Even I know the Bible’s supposed to be the “Word of God”, even though he’s all vaporous and stuff and, having no opposable thumbs, had to have someone write the good stuff down for him.

So WHO is this asshole kidding (just in case you hadn’t seen it your OWNself), complete with the helpful NBC News assist?

8 Responses to “I Know I’m a Little Late to THIS Particular Party, But ~ Just So We’re Clear”

  1. major dad says:

    Hmmm, didn’t they teach that the Bible was the “Word of God” all those years at Catholic school? The Koran? Wasn’t that a murderous pedophile that penned that?

  2. barking spider says:

    I am coming to the conclusion that castration is a requirement to be hired by any major news organization. Tere is no evidence that these men are men.

  3. mojo says:

    “What are you doing now?”
    “I’m averting my eyes, oh Lord!”
    “Well, don’t!”

  4. Effing idiot…. he had a chance to ask why the Bible wasn’t the Word of God, but capitulated.

  5. Kathy Kinsley says:

    major dad, you have to understand that the Bible is the “Word of God” to Christians. But, to Muslims, the Koran IS God. (As is Mohammed, and the whole idea of Islam. They seem a bit polytheistic to me…).

  6. major dad says:

    No, Kathy, I think they believe the Koran was delivered to old Muhammad by the Arcangel Gabriel or something and is the “word” of God not God itself. Muhammad is the Prophet not God, regardless the Koran came around some 600 years after Christ, they are a little late too the game.

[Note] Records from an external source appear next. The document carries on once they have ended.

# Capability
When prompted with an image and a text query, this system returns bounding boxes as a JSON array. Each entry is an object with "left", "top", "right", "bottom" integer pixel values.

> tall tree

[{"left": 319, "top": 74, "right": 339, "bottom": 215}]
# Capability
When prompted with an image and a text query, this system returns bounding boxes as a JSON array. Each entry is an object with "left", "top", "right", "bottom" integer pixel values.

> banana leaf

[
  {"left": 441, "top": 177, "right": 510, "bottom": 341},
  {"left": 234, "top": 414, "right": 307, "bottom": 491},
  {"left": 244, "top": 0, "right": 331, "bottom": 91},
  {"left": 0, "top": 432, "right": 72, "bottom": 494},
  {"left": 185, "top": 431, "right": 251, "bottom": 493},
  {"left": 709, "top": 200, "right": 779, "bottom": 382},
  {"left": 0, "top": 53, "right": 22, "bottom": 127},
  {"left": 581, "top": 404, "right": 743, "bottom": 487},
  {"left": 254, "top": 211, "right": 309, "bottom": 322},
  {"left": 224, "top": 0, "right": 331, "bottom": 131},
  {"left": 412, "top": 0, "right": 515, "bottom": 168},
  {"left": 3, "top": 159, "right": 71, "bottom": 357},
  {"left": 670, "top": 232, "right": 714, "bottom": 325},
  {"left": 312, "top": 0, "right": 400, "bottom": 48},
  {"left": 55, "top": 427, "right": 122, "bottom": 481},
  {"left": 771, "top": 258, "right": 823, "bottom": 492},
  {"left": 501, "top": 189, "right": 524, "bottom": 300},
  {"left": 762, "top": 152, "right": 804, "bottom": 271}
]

  7. Also, when Mohammed came from the cave with the “sacred text” he was asked how he knew it was an angel and not a devil. He answered, he didn’t know.

    Kinda tells you a lot, doesn’t it??

  8. tree hugging sister says:

    OMG, bwahahahaha! I’m sorry, L.C. All I can visualize with that is, Duh, duh, duh, I dunno…

    Great basis for a religion of pieces.